I have a scenario in which I want to programatically change the DueDate of a Task.  I thought this would be as simple as other elements such as Assignee and Priorty where I could call taskService.setAssignee() or taskService.setPriority().  However, there doesn't appear to be a corresponding method for taskService.setDueDate().

Is there another way in which I can change a task's due date from outside of an execution context?
11 REPLIES 11

frederikherema1
Star Contributor
Star Contributor
First, query the task by ID. Update the Task.setDueDate(). Call taskService.saveTask(task); done!

brianshowers
Champ in-the-making
Champ in-the-making
Unfortunately, while that seems nice and simple, I don't think that taskService.saveTask() can really be used in a system that also uses TaskListeners. 

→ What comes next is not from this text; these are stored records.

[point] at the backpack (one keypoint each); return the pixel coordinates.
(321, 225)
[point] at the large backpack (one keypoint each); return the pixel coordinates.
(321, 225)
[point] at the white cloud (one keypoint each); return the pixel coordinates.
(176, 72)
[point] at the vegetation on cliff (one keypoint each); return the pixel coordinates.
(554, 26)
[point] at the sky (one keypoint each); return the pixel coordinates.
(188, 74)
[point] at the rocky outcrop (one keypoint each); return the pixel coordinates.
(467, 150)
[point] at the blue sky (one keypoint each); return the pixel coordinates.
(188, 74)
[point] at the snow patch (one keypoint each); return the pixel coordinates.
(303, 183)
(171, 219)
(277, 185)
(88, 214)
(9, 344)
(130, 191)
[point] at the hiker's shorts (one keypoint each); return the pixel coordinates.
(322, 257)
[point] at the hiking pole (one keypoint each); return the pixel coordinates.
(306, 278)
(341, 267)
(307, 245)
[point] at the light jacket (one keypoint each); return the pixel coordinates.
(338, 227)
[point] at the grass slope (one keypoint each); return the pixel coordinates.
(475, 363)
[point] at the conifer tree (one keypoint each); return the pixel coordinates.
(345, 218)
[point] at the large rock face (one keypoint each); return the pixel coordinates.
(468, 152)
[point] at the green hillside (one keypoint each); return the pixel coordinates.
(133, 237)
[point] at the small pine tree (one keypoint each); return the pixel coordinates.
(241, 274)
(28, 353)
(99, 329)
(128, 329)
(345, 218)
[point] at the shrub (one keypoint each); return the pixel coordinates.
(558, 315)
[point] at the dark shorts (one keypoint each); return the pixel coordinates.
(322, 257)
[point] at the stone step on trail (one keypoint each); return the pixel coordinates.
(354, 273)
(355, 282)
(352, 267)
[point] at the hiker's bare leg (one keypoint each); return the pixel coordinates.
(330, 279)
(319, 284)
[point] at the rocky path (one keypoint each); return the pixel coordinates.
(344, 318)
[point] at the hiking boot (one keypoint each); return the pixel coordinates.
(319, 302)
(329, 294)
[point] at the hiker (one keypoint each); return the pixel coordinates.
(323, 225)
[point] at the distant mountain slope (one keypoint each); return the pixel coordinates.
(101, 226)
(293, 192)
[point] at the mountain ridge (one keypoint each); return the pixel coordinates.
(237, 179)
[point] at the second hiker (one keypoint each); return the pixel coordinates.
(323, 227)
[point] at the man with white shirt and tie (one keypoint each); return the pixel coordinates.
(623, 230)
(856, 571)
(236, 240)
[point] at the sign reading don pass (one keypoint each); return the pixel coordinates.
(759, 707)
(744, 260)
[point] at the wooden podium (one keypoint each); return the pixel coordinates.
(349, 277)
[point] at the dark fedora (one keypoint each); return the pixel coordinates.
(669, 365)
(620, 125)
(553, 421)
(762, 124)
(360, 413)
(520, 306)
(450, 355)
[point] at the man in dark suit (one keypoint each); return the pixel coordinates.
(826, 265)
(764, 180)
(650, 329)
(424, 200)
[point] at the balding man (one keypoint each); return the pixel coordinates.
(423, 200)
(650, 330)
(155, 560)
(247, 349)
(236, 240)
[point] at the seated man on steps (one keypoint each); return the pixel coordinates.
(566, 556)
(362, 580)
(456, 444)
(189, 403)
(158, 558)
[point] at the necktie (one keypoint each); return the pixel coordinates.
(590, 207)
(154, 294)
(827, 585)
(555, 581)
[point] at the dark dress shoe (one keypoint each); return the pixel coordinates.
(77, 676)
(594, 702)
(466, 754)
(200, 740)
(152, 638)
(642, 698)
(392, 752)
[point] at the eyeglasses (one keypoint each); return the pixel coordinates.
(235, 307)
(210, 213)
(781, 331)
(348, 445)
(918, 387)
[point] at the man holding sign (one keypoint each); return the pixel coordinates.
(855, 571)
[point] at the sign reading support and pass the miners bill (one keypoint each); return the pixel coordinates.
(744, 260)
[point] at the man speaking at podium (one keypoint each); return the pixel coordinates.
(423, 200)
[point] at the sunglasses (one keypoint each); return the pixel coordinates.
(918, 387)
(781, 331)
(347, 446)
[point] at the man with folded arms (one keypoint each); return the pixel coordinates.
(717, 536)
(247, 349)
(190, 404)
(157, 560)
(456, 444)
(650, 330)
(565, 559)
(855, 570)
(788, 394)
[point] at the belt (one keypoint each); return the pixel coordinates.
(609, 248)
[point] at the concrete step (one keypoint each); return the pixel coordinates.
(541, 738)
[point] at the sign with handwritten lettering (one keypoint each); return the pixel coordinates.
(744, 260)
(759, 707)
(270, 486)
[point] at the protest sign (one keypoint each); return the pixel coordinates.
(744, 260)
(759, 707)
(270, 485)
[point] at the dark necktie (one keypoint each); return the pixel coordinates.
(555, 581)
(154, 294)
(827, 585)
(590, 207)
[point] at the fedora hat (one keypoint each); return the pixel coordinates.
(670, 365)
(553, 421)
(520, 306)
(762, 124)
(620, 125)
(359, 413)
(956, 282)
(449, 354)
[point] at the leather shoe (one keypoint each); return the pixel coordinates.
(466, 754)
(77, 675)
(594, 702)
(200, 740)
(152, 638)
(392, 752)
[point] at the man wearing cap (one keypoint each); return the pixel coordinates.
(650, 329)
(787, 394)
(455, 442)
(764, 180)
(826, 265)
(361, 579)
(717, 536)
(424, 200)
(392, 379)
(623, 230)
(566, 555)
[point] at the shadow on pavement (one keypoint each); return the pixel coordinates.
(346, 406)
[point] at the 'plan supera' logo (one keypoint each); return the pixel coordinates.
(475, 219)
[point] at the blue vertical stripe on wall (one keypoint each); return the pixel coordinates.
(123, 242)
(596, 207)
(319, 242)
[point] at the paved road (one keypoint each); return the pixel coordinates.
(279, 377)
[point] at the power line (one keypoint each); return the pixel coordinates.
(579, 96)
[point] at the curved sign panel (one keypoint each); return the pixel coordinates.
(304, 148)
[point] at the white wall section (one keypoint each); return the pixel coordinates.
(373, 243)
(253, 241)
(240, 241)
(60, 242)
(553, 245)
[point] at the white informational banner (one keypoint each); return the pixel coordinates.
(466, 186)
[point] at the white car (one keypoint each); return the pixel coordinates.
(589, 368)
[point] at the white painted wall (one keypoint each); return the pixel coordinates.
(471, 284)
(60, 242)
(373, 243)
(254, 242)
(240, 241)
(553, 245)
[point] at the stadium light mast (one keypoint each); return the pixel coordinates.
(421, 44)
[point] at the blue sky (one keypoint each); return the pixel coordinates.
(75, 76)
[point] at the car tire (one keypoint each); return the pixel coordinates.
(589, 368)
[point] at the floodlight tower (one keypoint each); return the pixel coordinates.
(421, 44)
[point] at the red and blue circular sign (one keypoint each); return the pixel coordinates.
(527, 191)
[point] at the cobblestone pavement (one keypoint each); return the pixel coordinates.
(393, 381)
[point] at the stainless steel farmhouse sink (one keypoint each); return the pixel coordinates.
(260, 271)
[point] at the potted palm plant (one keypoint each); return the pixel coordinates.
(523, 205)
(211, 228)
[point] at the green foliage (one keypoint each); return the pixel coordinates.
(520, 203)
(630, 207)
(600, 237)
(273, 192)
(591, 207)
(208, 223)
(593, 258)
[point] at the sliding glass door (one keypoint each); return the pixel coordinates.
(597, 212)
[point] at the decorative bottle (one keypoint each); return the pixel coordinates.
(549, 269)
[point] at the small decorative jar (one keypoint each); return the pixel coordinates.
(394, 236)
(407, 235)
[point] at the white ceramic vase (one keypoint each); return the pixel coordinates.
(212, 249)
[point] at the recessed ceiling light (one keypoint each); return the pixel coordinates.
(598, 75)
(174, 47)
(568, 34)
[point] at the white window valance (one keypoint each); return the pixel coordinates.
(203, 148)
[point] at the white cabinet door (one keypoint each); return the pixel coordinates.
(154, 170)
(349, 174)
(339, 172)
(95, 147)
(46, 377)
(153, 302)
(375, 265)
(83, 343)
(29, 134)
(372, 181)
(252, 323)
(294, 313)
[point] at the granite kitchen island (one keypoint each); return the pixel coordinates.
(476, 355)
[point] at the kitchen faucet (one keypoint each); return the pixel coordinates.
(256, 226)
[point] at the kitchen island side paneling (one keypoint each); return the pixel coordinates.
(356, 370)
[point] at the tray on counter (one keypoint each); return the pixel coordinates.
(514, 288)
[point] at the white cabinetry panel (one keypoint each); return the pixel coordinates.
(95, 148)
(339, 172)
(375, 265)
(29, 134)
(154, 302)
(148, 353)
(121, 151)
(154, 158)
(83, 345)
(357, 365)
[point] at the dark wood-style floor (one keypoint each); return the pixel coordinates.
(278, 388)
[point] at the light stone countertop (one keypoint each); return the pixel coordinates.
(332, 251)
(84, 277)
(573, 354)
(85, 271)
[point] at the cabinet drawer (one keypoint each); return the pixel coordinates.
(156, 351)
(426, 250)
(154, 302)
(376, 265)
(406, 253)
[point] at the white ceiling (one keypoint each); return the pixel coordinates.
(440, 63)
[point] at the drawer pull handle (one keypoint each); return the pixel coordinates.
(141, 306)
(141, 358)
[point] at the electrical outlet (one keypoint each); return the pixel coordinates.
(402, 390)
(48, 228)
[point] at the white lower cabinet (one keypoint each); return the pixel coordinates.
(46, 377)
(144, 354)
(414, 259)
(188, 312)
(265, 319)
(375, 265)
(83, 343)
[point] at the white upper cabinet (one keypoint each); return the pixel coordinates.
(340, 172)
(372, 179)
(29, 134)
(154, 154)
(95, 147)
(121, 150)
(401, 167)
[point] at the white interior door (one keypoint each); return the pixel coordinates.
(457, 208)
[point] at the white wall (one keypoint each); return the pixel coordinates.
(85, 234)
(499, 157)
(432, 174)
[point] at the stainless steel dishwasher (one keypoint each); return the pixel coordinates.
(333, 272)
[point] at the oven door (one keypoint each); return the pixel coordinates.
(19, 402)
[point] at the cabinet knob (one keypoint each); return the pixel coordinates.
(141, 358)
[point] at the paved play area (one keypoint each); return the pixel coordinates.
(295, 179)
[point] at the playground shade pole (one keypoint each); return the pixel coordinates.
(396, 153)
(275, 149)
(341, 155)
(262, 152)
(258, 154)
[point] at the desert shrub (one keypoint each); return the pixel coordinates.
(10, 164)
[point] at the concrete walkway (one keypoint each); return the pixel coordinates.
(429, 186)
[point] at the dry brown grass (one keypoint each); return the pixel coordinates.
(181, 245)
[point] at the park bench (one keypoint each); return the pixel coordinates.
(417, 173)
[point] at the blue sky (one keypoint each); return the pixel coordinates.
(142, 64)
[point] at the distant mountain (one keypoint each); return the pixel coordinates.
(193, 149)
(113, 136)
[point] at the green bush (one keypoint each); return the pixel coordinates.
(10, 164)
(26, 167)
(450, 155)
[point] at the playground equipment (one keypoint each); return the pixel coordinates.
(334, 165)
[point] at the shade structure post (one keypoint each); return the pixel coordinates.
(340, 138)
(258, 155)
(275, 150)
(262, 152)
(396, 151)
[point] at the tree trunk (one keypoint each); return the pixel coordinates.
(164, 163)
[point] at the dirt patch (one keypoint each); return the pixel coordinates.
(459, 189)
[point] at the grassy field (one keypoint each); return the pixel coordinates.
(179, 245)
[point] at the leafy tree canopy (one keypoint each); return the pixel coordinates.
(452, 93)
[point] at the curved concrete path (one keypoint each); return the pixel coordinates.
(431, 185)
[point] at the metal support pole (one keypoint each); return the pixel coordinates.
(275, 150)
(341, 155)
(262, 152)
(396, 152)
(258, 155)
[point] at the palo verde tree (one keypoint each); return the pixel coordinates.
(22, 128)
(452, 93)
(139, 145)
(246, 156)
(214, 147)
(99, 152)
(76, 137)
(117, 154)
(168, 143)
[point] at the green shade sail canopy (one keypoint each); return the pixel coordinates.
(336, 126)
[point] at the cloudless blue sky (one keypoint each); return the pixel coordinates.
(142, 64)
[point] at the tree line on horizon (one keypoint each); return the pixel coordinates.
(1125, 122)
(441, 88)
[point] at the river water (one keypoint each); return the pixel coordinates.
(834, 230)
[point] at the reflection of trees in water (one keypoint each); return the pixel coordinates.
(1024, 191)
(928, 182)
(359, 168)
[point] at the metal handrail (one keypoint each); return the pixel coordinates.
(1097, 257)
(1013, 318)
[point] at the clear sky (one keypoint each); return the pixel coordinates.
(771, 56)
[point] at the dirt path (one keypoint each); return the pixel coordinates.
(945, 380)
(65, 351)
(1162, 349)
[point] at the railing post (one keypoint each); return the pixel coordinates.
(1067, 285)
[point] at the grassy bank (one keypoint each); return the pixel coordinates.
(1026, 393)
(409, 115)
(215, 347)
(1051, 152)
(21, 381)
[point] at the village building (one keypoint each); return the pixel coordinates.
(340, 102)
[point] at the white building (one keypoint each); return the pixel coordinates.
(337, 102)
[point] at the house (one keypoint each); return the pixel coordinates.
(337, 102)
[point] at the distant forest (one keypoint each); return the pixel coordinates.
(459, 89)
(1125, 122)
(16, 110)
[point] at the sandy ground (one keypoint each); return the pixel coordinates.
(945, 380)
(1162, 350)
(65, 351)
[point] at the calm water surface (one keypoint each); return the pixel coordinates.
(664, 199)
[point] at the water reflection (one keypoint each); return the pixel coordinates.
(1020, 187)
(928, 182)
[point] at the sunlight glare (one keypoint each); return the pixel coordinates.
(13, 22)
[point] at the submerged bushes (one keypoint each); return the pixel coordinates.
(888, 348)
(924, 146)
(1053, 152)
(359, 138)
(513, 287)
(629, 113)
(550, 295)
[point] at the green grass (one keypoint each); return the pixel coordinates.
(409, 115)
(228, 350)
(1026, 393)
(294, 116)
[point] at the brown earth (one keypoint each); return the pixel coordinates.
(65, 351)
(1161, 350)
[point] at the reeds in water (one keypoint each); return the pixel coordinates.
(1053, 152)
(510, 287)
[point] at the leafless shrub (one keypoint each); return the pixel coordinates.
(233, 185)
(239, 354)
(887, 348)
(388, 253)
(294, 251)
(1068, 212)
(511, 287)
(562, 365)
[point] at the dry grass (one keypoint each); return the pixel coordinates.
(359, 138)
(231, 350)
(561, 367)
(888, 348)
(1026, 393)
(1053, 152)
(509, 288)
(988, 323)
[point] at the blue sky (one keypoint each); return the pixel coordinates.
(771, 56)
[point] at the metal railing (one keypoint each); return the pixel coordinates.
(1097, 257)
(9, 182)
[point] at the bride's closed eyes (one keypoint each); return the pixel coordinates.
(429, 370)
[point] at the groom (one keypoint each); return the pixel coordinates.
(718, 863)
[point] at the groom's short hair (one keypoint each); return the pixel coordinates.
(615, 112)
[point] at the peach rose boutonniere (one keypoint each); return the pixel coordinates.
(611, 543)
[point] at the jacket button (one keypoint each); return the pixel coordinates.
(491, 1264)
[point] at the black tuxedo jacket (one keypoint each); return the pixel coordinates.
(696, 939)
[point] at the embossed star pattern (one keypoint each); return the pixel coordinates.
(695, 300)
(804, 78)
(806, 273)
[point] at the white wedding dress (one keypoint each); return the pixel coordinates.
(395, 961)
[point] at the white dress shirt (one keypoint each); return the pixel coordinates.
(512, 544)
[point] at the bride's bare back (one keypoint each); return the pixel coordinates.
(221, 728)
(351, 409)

Specifically, it re-sets the assignee and TaskEntity.setAssignee() generates an event to any listeners (even when the assignee value is the same).  This means that if the task already has an assignee when you call taskService.saveTask(), it will re-assign that person and fire false TaskListener.EVENTNAME_ASSIGNMENT events to any listeners.

TaskEntity:419 has a line of code that would prevent this, but it's commented out.  I don't know the history behind that.

frederikherema1
Star Contributor
Star Contributor
Is there another way in which I can change a task's due date from outside of an execution context?

I just answered your question. The issue with the task-listener is something else and needs to be looked into, off course…

brianshowers
Champ in-the-making
Champ in-the-making
Would you like me to start a new post for this, or just continue the discussion here?

FWICT, it looks like the TaskService logic was changed by Joram as a part of ACT-1290.  That commit commented out all of the logic in the TaskEntity setters (assignee and owner), that treated re-setting the existing value as a no-op.  It's not clear to me if that was somehow related to fixing the bug reported in the ticket or if the changes were unrelated.

frederikherema1
Star Contributor
Star Contributor
I'll check with Joram to see what his opinion is. However, I don't immediately see any objections to revive commented out piece of code…

jbarrez
Star Contributor
Star Contributor
We discussed it and indeed decided I wan't thinking clear at that point …

brianshowers
Champ in-the-making
Champ in-the-making
Do you need me to open a Jira ticket?

frederikherema1
Star Contributor
Star Contributor
No need for that, we're on it Smiley Wink

frederikherema1
Star Contributor
Star Contributor
The commented lines of code should be removed, indeed. Otherwise, the assignee won't be recored if it has been set before (e.g.. by setAssigneeWithoutCascade or when task is created). So this change was intended and I'll remove the commented out code completely. Any code that relies on the "no-op" should be changed I'm afraid.